Section 10.     Clawback or Recoupment

 

All Awards under this Plan shall be subject to forfeiture or other penalties pursuant to the Company’s Executive and Key Manager Compensation Clawback Policy, as amended from time to time, and such forfeiture and/or penalty conditions or provisions as determined by the Committee.

 

Section 11.     Effective Date of the Plan

 

The H.B. Fuller Company 2020 Master Incentive Plan was originally adopted by the Board on January 16, 2020 and became effective when approved by the shareholders of the Company on April 2, 2020. The amendments to the Plan made under this Amended and Restated H.B. Fuller Company 2020 Master Incentive Plan were approved by the Board on January 21, 2021 and shall be subject to approval by the shareholders of the Company at the annual meeting of shareholders of the Company to be held on April 8, 2021, and such amendments shall be effective as of the date of such shareholder approval.
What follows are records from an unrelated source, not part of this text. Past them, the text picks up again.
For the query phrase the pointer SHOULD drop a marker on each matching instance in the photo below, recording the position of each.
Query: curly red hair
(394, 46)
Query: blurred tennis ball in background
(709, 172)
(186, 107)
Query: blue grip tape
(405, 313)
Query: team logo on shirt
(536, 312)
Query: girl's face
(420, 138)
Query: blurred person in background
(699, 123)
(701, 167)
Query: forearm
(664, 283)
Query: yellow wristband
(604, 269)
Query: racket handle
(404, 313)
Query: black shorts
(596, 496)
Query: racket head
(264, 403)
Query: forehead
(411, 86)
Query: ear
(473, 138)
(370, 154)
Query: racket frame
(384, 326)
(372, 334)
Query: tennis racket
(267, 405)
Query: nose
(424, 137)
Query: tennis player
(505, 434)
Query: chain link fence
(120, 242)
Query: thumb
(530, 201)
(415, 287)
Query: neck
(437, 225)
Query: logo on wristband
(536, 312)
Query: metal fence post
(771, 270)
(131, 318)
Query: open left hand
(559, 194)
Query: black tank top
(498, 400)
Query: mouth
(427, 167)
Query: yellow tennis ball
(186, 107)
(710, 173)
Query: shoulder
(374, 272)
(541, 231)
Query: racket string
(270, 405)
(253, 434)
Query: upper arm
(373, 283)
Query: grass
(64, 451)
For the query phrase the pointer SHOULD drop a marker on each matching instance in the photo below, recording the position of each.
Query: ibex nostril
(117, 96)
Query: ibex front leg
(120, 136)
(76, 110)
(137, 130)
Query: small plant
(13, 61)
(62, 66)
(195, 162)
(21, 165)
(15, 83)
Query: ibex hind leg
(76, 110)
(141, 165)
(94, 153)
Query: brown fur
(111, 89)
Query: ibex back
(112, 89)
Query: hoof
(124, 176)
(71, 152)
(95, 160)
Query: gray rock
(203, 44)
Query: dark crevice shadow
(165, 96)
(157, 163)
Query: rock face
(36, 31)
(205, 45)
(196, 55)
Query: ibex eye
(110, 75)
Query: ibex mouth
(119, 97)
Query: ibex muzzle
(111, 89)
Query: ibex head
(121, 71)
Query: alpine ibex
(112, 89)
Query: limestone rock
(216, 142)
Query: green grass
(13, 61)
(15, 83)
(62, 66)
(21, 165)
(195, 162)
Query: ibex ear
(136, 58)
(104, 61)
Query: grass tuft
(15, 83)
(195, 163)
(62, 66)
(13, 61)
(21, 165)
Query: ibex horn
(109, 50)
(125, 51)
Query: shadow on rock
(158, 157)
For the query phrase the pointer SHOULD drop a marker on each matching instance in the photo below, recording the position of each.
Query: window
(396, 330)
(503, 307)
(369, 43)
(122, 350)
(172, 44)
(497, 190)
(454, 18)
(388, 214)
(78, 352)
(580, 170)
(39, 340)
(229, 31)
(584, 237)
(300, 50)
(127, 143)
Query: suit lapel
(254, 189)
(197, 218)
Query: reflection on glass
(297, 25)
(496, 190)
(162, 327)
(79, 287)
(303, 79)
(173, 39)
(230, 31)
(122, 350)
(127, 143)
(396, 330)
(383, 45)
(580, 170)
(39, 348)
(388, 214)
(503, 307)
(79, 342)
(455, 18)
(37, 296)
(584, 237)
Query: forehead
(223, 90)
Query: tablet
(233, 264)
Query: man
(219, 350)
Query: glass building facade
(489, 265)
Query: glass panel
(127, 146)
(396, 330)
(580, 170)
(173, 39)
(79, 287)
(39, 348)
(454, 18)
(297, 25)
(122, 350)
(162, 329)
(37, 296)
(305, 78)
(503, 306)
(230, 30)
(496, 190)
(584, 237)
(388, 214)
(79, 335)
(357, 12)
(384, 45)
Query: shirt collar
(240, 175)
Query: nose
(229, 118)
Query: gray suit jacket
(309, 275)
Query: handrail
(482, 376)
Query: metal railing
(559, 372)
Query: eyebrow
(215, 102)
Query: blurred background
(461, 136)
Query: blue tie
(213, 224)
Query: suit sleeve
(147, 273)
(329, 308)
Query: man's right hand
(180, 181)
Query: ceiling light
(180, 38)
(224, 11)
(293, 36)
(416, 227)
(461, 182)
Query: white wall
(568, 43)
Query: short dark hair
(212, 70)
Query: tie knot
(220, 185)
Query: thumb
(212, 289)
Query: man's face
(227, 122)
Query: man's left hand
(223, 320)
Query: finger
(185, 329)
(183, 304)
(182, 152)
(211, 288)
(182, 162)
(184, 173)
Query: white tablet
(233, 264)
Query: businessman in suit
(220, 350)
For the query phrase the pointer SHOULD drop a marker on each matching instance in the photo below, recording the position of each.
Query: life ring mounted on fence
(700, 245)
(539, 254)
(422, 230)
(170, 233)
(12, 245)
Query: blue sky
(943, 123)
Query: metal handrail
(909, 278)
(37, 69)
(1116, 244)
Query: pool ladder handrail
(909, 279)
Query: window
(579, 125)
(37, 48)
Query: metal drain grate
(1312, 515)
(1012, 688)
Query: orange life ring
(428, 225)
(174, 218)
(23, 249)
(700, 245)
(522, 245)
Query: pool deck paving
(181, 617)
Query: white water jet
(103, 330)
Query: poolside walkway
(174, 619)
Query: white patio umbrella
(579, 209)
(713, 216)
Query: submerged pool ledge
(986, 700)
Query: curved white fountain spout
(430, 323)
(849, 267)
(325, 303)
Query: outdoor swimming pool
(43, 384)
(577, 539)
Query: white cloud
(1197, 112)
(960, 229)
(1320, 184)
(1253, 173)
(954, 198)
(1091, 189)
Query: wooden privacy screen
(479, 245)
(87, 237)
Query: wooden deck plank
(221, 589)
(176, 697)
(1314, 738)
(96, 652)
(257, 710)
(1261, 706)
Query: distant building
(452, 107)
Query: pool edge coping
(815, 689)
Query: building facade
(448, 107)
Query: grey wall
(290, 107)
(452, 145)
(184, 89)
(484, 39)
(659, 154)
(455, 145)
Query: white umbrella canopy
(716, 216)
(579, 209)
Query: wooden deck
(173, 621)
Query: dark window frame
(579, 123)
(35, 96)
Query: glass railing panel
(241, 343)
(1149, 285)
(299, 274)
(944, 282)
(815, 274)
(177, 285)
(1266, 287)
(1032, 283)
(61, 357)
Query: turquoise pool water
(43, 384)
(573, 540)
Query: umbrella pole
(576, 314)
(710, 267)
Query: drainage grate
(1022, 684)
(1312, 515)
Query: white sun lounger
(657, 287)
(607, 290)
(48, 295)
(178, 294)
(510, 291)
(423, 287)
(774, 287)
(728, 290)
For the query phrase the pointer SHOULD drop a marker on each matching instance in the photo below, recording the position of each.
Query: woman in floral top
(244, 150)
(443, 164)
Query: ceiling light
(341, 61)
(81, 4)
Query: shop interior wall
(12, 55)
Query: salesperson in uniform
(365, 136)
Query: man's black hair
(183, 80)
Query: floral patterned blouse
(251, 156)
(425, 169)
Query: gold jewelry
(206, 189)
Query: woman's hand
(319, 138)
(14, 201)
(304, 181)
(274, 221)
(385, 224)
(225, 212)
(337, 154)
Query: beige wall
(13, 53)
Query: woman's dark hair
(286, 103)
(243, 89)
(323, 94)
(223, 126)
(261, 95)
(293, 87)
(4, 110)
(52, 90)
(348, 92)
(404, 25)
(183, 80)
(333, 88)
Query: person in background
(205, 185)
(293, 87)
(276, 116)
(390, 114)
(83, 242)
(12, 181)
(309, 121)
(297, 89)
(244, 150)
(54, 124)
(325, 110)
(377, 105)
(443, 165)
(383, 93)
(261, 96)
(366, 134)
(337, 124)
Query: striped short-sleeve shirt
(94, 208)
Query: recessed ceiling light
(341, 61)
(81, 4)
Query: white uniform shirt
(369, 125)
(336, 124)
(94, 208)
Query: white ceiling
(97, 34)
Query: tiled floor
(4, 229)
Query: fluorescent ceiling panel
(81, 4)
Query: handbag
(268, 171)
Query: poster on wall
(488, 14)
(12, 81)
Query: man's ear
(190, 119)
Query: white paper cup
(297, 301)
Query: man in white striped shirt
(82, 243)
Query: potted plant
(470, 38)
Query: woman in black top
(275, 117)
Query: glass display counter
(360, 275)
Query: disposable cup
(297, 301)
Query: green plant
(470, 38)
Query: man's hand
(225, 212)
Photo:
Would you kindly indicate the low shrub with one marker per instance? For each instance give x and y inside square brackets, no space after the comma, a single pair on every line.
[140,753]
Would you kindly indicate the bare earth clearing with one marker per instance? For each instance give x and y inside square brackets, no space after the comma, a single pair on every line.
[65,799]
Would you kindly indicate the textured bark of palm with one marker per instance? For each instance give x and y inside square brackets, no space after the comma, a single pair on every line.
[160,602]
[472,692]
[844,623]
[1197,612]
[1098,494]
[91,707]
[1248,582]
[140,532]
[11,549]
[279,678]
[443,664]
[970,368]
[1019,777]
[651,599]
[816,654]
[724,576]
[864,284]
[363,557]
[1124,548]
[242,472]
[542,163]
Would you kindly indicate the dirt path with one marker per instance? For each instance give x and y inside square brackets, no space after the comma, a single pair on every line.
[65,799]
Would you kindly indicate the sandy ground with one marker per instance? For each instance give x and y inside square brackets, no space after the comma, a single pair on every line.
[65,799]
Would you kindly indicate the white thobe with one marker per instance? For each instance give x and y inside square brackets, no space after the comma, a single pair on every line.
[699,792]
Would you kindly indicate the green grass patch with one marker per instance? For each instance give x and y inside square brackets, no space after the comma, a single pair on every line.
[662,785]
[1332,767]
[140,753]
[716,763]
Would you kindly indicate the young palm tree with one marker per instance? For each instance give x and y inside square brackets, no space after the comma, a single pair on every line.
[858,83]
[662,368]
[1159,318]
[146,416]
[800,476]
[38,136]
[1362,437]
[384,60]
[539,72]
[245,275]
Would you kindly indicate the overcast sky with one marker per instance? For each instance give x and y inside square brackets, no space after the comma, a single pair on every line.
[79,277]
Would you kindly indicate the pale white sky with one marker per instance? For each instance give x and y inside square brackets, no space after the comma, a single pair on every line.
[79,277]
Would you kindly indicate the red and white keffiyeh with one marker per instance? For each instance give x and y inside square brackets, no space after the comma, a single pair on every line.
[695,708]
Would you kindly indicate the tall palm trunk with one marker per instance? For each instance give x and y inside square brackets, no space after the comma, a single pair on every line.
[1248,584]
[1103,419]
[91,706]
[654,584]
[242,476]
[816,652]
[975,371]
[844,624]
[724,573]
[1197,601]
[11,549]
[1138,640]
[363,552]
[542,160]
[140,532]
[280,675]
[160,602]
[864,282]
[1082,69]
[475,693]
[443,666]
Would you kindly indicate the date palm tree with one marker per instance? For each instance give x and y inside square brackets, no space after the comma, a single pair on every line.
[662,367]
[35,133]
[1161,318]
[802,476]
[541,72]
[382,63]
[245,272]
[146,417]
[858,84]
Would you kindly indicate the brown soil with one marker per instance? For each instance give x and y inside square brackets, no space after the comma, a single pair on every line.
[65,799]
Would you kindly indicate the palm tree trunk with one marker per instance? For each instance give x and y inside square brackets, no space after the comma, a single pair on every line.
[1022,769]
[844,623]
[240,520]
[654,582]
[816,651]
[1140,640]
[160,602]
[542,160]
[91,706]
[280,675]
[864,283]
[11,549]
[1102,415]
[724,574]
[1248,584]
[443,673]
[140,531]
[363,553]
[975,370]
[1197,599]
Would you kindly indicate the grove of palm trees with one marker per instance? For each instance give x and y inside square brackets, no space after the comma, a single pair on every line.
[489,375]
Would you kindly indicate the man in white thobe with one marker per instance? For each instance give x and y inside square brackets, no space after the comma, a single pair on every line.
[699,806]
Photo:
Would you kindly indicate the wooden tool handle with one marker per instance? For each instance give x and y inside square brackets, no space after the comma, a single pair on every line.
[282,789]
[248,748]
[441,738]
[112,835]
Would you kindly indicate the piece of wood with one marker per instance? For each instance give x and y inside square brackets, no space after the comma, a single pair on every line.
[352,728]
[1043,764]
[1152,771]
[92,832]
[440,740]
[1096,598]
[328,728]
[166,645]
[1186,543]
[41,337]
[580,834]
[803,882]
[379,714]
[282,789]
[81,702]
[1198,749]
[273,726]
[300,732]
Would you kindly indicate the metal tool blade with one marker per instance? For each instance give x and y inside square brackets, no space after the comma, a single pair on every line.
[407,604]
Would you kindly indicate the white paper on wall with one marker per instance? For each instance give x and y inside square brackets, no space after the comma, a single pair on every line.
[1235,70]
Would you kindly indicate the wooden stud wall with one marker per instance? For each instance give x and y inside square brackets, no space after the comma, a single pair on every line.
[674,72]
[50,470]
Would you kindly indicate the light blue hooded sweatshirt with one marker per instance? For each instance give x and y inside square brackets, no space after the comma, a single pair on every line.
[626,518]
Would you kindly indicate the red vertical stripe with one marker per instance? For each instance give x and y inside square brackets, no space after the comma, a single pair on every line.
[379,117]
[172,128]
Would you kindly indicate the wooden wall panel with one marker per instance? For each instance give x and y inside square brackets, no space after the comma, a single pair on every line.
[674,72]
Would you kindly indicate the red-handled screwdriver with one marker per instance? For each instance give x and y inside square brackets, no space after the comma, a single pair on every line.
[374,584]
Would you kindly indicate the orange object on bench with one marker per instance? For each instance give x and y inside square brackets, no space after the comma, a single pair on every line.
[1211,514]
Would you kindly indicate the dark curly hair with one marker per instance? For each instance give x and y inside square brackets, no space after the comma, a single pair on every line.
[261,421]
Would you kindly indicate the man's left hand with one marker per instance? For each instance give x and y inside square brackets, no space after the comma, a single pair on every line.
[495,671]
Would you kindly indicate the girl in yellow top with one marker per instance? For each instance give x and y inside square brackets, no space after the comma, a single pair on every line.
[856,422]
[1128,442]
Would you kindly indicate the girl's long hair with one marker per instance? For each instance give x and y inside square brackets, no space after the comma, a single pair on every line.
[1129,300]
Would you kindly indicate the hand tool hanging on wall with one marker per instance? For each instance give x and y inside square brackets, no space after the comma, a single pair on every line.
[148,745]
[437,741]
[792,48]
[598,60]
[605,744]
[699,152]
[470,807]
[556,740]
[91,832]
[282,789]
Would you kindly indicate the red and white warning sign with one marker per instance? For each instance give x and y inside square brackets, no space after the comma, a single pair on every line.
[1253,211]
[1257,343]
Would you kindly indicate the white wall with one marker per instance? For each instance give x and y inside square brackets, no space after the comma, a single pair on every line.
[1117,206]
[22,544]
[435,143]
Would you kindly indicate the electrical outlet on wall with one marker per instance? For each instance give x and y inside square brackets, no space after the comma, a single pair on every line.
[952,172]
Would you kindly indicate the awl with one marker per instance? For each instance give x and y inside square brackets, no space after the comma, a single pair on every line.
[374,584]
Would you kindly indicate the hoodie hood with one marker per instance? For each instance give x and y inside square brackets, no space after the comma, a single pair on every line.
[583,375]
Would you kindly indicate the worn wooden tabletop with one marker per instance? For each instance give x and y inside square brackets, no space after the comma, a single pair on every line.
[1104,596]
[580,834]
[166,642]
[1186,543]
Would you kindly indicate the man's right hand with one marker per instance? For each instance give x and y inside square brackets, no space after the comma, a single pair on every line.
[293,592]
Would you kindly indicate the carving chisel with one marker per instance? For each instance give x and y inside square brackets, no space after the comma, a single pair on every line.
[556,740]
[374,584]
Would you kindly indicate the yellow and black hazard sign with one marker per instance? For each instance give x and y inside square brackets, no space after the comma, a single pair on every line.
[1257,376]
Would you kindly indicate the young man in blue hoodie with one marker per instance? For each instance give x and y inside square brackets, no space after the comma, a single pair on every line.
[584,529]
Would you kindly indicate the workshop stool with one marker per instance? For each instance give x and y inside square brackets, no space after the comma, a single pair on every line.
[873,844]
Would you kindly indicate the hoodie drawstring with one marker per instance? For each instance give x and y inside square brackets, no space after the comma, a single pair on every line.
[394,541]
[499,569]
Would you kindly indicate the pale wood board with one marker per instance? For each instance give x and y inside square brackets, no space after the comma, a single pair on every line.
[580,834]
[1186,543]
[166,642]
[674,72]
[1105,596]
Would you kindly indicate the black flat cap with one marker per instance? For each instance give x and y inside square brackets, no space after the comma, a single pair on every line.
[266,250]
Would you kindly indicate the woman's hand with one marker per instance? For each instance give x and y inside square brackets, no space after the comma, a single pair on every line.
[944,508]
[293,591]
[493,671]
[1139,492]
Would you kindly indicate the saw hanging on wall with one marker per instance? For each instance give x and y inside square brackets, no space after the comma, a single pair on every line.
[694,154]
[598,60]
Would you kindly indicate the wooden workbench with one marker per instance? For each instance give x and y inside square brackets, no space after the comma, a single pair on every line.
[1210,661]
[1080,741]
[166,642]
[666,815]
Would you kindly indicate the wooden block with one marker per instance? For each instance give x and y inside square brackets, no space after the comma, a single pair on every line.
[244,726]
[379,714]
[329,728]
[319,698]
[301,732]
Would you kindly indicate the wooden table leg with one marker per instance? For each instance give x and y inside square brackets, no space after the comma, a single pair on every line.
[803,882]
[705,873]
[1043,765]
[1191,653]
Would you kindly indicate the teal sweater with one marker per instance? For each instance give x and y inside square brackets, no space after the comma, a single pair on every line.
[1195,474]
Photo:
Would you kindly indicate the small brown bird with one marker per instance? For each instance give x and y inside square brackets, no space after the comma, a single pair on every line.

Since the Plan first became effective, grants of new awards under the Prior Plans have been permanently discontinued, but all outstanding awards previously granted under the Prior Plans shall remain outstanding and subject to the terms of the Prior Plans.

 

Section 12.     Term of the Plan

 

No Award shall be granted under the Plan, and the Plan shall terminate, on January 21, 2031 or any earlier date of discontinuation or termination established pursuant to Section 7(a) of the Plan. Unless otherwise expressly provided in the Plan or in an applicable Award Agreement, any Award theretofore granted may extend beyond such dates, and the authority of the Committee provided for hereunder with respect to the Plan and any Awards, and the authority of the Board to amend the Plan, shall extend beyond the termination of the Plan.